Short jokes
Stand? Wait. No.
Friend: Do you know him?
Other Friend: Know who?
Friend: My dick!
Say "joke" 5 times.
Oh, nothing happened.
I was trying to make a joke about fighting, but I couldn't come up with a good punchline.
What phone do orphans have?
An iPhone 10R.
The greatest playwright in history found he couldn’t use lances. He could only use "Shake-spears."
Jnnnnnnnnnnnjjjjjjjjjooooooojjkk.
Wanna hear a pizza joke?
Never mind, it's too cheesy.
His favorite drink was his dribble.
What comes after 611? 711.
What comes after that? 811.
What comes after that? George W. Bush.
Who do you call to clean up foul language?
A cuss-todian!
Yeoooo.
What do hospitals do when they receive donor organs? They organize them.
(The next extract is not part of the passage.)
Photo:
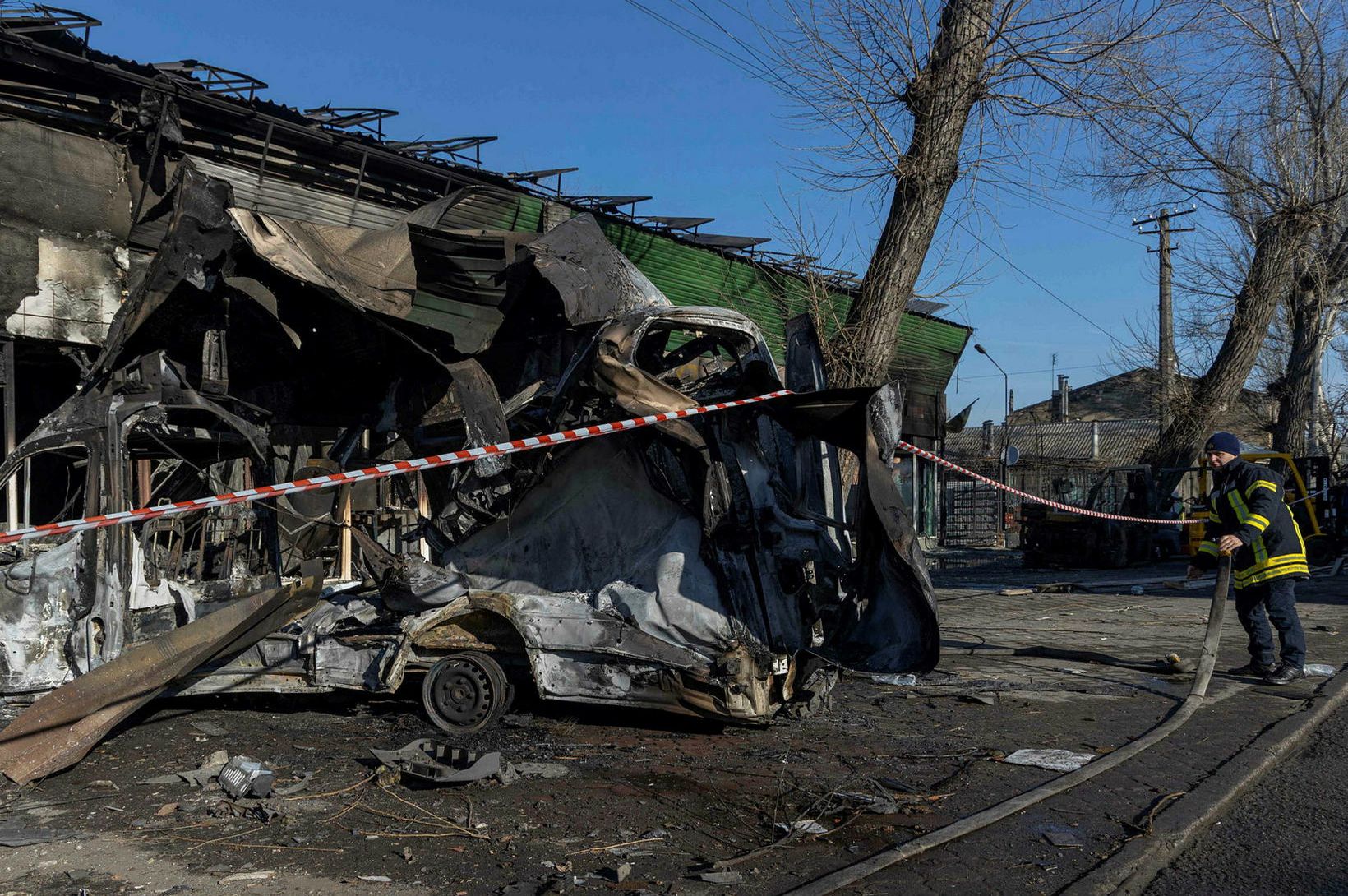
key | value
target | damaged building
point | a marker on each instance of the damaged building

What did one detective say to the other detective?
"Disguise is lookin' suspicious."
What do you call a fish that can use a katana?
A salmon-rai.
A farmer told me that he wanted a couple of acres, so I punched him in the teeth.
What did the water say to the water? "Water" you doing?
What do you call a goldfish that got third place? A bronze fish.
Q: What’s the difference between a sleeping lady and an onion?
A: One doesn’t scream when you try to chop it up.
What's Bin Laden's favorite flavor of crisp? Plain.